We are rapidly lowering a child’s self-expectations by awarding them for things they did not achieve. We are setting kids up for attitudes of entitlement in their future. By giving trophies to everyone, regardless of outcome in their games, we strip their desire to compete and achieve.
A trophy signifies that participants put in the hard work and actually did achieve a common goal. To give trophies to everyone would diminish the trophy-power for the child. According to Huffington Post article, “Only Winners Should Receive Participation Trophies,” “We live in a ‘participation trophy’ world now unfortunately.” However, the most important issue isn’t the praise children are given without accomplishment. Rather, the bigger problem is what society considers an “accomplishment.” If children are accepting last place to be good enough of an accomplishment we put all effort of the child to work harder to a halt.
The child will now be pleased with being just, average; instead of working hard to improve on his or her skills, not just in sports; but in life.

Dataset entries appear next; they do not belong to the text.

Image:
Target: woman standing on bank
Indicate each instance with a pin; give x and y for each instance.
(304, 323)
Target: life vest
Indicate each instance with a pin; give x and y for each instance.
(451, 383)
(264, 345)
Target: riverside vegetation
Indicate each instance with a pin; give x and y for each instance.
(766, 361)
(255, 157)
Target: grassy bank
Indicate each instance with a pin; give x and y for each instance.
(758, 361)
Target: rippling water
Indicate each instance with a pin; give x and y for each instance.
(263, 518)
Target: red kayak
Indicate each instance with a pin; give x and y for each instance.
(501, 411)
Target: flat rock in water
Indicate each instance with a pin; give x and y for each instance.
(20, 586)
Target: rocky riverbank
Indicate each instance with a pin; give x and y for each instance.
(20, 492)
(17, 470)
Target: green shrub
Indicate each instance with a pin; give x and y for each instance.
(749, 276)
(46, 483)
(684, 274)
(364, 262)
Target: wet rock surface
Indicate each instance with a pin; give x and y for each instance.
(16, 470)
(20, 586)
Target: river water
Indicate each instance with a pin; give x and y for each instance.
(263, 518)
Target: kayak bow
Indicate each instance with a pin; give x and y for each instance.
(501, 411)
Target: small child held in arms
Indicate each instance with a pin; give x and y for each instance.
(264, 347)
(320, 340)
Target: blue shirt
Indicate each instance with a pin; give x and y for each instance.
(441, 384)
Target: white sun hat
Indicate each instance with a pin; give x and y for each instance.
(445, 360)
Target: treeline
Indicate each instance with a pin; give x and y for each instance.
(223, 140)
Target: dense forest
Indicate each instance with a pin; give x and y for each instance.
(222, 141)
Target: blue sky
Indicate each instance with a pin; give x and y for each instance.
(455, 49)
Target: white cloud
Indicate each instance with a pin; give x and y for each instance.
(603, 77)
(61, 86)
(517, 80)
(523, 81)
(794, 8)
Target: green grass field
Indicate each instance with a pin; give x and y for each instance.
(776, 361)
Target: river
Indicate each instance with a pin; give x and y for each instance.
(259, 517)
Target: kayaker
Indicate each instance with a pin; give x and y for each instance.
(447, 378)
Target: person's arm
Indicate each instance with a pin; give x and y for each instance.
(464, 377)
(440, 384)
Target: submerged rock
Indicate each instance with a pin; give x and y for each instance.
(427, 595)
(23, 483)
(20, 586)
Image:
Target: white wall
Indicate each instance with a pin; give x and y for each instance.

“You don’t learn from successes; you don’t learn from awards; you don’t learn from celebrity; you only learn from wounds and scars and mistakes and failures. And that’s the truth.” ~Jane Fonda.
In life we can only learn from the mistakes we make. We must have motive to drive us to success. However, by awarding children for no particular reason, we overlook these needs and replace them with a gilded trophy that looks perfect on the outside, but that on the inside is hollow, cold, and slowly destroying the self-esteem of our population.